The OS provides a function that the application can use to do that
pretty simply (CommandLineToArgvW).
Unfortunately, Microsoft's own applications, like CMD.EXE, do not use it.
The command processor processes quotes on arguments, so that
dir "file"
dir file
produce consistent results. But then it gets confused by
"dir" file.
The inability to read the unmangled, and unglobbed string (and those
are two separate requirements, although they do sometimes overlap), is
a significant PITA on *nix.
But what you have is the the ability to read the un-mangled-in-any-way
null-terminated argument string which was prepared by the parent process!!!

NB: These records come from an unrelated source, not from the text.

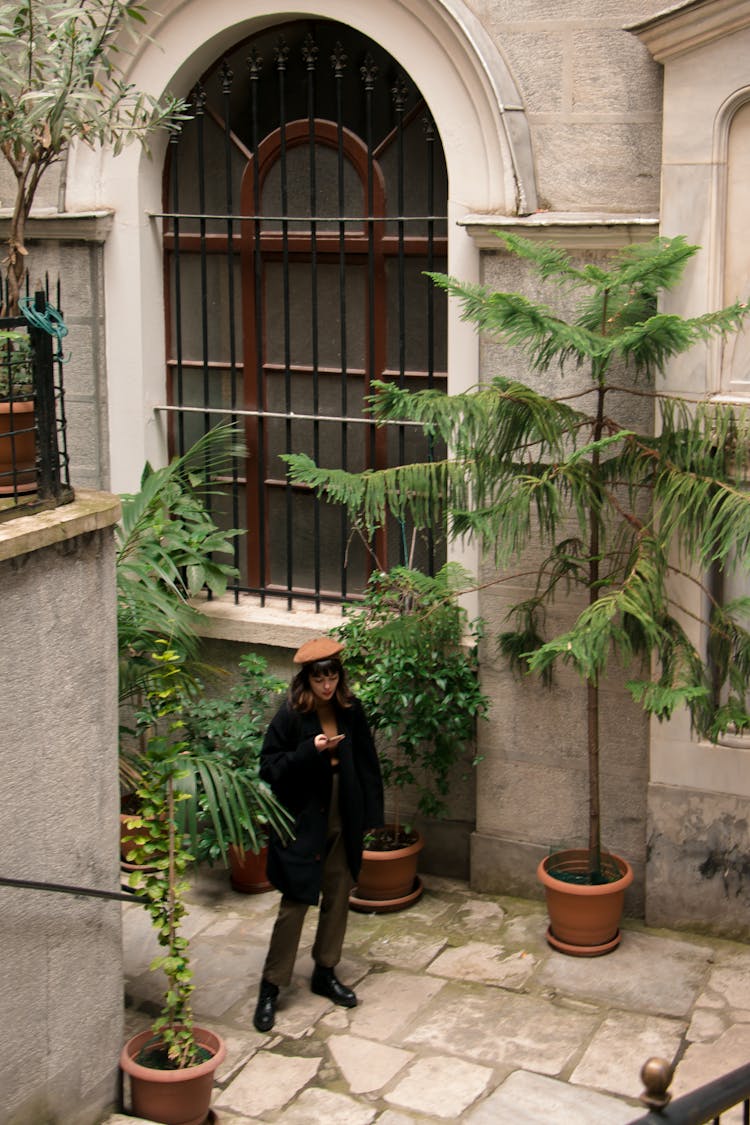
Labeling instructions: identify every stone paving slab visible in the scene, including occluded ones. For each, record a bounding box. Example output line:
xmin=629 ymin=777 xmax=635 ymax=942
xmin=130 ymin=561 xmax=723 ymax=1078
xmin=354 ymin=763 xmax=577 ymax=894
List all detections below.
xmin=539 ymin=932 xmax=713 ymax=1017
xmin=404 ymin=982 xmax=600 ymax=1074
xmin=570 ymin=1011 xmax=685 ymax=1097
xmin=463 ymin=1070 xmax=639 ymax=1125
xmin=114 ymin=871 xmax=750 ymax=1125
xmin=386 ymin=1055 xmax=493 ymax=1121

At the shell level, you can quote in reliable ways to pass any string
you want to the process:
$ my-find-utility '*.foo' # receives *.foo argument
This is done. There are programs that take patterns which are interpreted by
the programs:
# GNU diff: recursively compare two directories, but not .xml files.
$ diff -r --exclude='*.xml' dir-a dir-b
Getting the input tokenized and globbed
is often what applications want, but there are enough exceptions to
make the *nix approach as wrong as the MS approach of leaving it far
too much up to the whim of the application.
But the Unix approach lets us pass a vector of arguments from one process to
another in a completely robust way. The Microsoft approach doesn't.
We can replace the Unix shell with some scripting language in which a fork/exec
can be done using a list of strings, and count on the list of strings being
accurately converted to arguments. We don't have that assurance in the Windows
environment.
The MS approach at least
has the advantage of being able to support any desired input syntax
(ignoring piping and command stacking), which the *nix approach does
not.
This is only a theoretical advantage in Windows, whereas it is actually
*done* in Unix.
A primary example of this is the standard awk language, which is used for
writing one-liners whereby the entire script is presented as a command line
argument, often wrapped using single quotes:
$ awk 'BEGIN { foo = 42 } /xyzzy/ { s[$1]++; } ...'
What makes this sort of thing possible is that there is a solid foundation
underneath. A program can call awk using fork/exec, and not have to worry
about quoting and escaping issues:
execlp("awk", "BEGIN ....", (char *) 0);
argv[0] is "awk" and argv[1] is a null-terminated string which awk takes to be
script source code, not messed up in any way between the exec call and awk.
In the end, it is the Unix environment which exhibits languages that can take
an entire script with arbitrary syntax as a command line argument, thanks
in part to clear quoting rules and robust argument passing between programs.